Electric charge, often denoted by the symbol 'Q', is a fundamental property of matter that comes in two types known as positive and negative. This property is the basis for the electromagnetic interaction, which is one of the four fundamental forces in physics. Charge is quantized and occurs in discrete amounts; the elementary charge, carried by electrons and protons, is approximately equal to \(1.6 \times 10^{-19}\) coulombs.

In the context of the given problem, we look at conducting spheres, which are capable of transferring charge to one another on contact. The redistribution of charge is a result of the conductive material attempting to reach an equilibrium, where the potential difference between the touching objects is minimized. A key characteristic of conductors is that they allow charge to move freely across their surfaces. This is why when two charged conductive spheres come into contact, the charges redistribute until each sphere reaches an equal amount of charge per unit area, given that they are identical in size.

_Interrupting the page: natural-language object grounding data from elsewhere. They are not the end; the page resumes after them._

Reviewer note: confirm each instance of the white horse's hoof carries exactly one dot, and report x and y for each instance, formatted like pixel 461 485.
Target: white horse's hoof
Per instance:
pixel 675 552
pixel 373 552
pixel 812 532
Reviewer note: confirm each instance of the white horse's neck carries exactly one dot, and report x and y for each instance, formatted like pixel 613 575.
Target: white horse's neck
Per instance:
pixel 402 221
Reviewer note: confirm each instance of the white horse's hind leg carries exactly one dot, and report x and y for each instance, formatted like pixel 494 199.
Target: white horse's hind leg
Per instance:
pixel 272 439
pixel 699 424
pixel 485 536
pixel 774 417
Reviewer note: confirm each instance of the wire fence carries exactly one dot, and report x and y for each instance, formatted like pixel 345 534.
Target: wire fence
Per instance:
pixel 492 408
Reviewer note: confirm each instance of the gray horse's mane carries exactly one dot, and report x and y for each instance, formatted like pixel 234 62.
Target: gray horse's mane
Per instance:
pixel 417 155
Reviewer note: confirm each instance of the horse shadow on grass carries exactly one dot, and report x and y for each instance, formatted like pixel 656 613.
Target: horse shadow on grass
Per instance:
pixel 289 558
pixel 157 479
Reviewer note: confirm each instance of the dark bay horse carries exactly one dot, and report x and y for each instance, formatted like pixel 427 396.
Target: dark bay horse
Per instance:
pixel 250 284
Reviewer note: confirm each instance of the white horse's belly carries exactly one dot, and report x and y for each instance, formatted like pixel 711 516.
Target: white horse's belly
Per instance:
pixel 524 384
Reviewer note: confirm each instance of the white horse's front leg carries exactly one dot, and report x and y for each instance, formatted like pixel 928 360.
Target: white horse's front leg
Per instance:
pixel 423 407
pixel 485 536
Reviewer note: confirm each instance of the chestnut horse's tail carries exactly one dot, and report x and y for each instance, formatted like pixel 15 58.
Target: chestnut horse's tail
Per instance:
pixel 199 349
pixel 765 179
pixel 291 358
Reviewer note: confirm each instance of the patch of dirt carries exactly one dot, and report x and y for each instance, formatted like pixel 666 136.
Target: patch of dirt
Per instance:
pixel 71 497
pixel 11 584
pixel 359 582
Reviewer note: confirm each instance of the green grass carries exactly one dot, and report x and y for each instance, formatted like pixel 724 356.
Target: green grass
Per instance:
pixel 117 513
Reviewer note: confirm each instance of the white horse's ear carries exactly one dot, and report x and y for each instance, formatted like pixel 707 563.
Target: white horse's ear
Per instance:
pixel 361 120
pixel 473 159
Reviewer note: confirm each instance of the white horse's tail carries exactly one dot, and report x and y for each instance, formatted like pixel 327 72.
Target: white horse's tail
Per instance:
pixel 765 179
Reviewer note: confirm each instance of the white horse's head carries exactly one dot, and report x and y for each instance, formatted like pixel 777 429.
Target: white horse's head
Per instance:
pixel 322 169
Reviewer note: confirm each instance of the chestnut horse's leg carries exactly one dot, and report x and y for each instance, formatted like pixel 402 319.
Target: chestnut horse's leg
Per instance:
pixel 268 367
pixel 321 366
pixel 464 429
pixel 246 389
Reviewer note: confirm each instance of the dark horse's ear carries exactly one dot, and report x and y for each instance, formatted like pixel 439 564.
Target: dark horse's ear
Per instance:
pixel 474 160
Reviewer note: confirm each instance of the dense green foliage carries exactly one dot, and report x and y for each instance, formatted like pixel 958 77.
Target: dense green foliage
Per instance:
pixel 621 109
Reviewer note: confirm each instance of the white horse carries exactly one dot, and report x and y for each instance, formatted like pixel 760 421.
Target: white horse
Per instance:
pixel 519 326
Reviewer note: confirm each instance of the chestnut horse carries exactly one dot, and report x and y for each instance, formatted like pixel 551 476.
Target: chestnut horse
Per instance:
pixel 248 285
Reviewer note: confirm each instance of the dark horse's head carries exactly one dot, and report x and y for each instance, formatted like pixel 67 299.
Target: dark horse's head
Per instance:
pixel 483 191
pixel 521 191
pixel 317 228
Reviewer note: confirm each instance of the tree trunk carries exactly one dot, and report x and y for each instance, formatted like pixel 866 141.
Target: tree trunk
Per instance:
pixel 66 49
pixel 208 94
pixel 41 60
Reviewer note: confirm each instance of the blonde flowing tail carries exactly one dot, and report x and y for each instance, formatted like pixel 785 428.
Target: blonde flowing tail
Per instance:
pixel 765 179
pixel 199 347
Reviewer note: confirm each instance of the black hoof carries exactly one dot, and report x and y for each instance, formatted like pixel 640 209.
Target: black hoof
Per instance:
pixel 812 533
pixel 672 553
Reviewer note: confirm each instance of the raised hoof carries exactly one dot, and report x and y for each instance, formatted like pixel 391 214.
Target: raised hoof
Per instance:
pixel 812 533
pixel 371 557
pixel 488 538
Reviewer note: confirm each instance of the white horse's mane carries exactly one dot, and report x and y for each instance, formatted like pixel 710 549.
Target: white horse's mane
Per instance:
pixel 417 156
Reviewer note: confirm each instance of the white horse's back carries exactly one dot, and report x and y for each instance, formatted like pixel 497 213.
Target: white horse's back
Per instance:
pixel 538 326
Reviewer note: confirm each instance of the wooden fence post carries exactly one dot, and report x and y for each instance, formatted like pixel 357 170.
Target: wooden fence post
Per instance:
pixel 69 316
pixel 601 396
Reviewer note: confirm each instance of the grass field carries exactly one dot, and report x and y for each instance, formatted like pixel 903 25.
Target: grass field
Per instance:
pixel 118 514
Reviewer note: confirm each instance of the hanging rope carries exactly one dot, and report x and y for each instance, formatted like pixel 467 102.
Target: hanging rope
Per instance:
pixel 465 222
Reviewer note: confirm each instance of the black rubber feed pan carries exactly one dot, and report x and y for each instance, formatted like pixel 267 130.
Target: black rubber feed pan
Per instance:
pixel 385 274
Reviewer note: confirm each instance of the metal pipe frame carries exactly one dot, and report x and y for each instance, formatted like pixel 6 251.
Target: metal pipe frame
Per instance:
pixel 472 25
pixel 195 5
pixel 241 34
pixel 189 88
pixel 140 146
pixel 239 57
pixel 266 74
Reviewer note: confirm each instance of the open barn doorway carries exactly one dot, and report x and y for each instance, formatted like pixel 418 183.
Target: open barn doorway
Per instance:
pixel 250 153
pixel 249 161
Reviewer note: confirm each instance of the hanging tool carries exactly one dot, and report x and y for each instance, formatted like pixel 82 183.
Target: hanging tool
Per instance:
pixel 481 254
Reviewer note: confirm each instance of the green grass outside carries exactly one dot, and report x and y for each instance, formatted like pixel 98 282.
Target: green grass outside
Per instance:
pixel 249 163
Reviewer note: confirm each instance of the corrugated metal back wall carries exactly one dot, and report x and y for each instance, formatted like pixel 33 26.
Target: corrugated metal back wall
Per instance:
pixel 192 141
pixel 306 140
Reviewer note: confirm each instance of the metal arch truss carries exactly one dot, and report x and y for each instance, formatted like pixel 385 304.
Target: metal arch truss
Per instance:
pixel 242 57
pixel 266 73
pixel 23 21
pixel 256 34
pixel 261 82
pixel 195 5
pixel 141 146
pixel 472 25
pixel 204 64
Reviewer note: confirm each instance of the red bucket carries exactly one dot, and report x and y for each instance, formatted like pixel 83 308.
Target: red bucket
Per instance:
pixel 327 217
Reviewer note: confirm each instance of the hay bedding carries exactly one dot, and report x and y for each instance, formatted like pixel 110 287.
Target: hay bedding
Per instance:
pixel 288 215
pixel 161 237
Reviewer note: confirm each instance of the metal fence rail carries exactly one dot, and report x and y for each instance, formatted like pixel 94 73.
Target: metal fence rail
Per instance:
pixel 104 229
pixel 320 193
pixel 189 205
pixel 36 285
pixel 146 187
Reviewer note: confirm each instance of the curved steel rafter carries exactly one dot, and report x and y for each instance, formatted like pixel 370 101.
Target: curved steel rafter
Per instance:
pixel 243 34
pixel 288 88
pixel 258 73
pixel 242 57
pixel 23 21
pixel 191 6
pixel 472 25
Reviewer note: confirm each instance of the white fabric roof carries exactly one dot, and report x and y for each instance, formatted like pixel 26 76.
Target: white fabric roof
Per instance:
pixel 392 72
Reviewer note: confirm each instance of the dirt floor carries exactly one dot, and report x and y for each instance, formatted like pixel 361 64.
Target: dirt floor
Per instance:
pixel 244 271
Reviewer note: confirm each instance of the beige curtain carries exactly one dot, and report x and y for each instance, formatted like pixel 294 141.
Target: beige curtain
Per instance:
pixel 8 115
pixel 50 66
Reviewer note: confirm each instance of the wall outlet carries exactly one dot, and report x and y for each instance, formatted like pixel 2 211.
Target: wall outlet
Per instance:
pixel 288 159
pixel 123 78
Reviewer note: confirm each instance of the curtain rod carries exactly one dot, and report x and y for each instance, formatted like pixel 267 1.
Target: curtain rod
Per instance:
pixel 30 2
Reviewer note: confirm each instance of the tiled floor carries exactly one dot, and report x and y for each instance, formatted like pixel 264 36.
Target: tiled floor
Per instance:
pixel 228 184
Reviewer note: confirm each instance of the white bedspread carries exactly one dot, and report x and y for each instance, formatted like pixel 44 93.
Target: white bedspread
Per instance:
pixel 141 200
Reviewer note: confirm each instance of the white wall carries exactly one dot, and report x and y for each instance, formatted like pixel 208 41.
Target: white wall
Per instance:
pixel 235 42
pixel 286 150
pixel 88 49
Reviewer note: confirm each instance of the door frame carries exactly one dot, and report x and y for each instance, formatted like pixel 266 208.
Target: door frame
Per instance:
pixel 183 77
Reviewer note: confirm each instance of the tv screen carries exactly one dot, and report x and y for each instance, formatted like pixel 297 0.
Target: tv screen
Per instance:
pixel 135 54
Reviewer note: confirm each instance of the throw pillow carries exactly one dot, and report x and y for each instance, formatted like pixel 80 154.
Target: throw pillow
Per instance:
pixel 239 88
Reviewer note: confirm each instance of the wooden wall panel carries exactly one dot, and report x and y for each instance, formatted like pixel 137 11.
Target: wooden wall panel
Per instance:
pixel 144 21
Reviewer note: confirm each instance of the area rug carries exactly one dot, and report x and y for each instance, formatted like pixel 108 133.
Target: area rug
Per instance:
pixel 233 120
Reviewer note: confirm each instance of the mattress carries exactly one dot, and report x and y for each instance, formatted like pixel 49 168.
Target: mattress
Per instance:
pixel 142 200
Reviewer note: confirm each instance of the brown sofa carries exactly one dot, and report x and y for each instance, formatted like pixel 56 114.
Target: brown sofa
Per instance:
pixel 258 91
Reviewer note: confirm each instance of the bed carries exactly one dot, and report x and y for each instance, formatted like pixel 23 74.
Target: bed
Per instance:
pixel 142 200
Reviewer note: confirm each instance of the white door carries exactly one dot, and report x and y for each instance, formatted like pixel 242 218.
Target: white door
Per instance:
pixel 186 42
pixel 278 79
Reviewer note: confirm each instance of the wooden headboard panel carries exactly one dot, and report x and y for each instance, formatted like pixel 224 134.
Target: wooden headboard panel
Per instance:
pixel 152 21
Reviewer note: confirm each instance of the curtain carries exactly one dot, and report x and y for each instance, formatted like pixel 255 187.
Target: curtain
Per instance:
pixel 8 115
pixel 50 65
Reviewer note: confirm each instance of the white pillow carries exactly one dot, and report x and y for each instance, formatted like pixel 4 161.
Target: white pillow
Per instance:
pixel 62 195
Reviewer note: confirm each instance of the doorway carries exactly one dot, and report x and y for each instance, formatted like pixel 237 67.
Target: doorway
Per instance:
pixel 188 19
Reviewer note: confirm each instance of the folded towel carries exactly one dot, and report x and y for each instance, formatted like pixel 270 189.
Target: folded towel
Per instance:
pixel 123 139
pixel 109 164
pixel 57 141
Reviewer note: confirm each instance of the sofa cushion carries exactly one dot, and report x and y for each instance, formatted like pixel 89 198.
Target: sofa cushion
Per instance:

Conductivity in physics is defined as the ability of a material to allow the flow of electric charge. This is most commonly seen in metals, whose structure allows for free electrons—also known as charge carriers—to move within the material. Good conductors, like copper or silver, have a high density of these carriers, enabling efficient charge transport.

When considering our problem, the conductivity of the spheres allows for the charge to be transferred and distributed uniformly across the spheres' surface upon contact. The nature of conductive materials is essential in understanding how Sphere A, initially charged with \(+Q\), transfers half of its charge to Sphere C when they touch, due to their conductive properties. Similarly, Sphere B's interaction with Sphere C involves the flow of charge to reach a new equilibrium.

Charge conservation is a principle stating that the total electric charge in an isolated system remains constant over time. This fundamental conservation law means that the amount of charge is the same before and after any process, such as the transfer or redistribution of charge between objects. It is important to note that while charges can move and redistribute among conductive objects, the system's total charge will not change unless there is an external influence.

In our problem, this principle is at play when the spheres touch and redistribute their charges. At each step, the total system charge of Sphere A, B, and C remains constant because no external charge is added or removed. Understanding charge conservation is key to correctly determining that, after all interactions, the final charges on spheres A, B, and C must still sum to the original total, which is zero.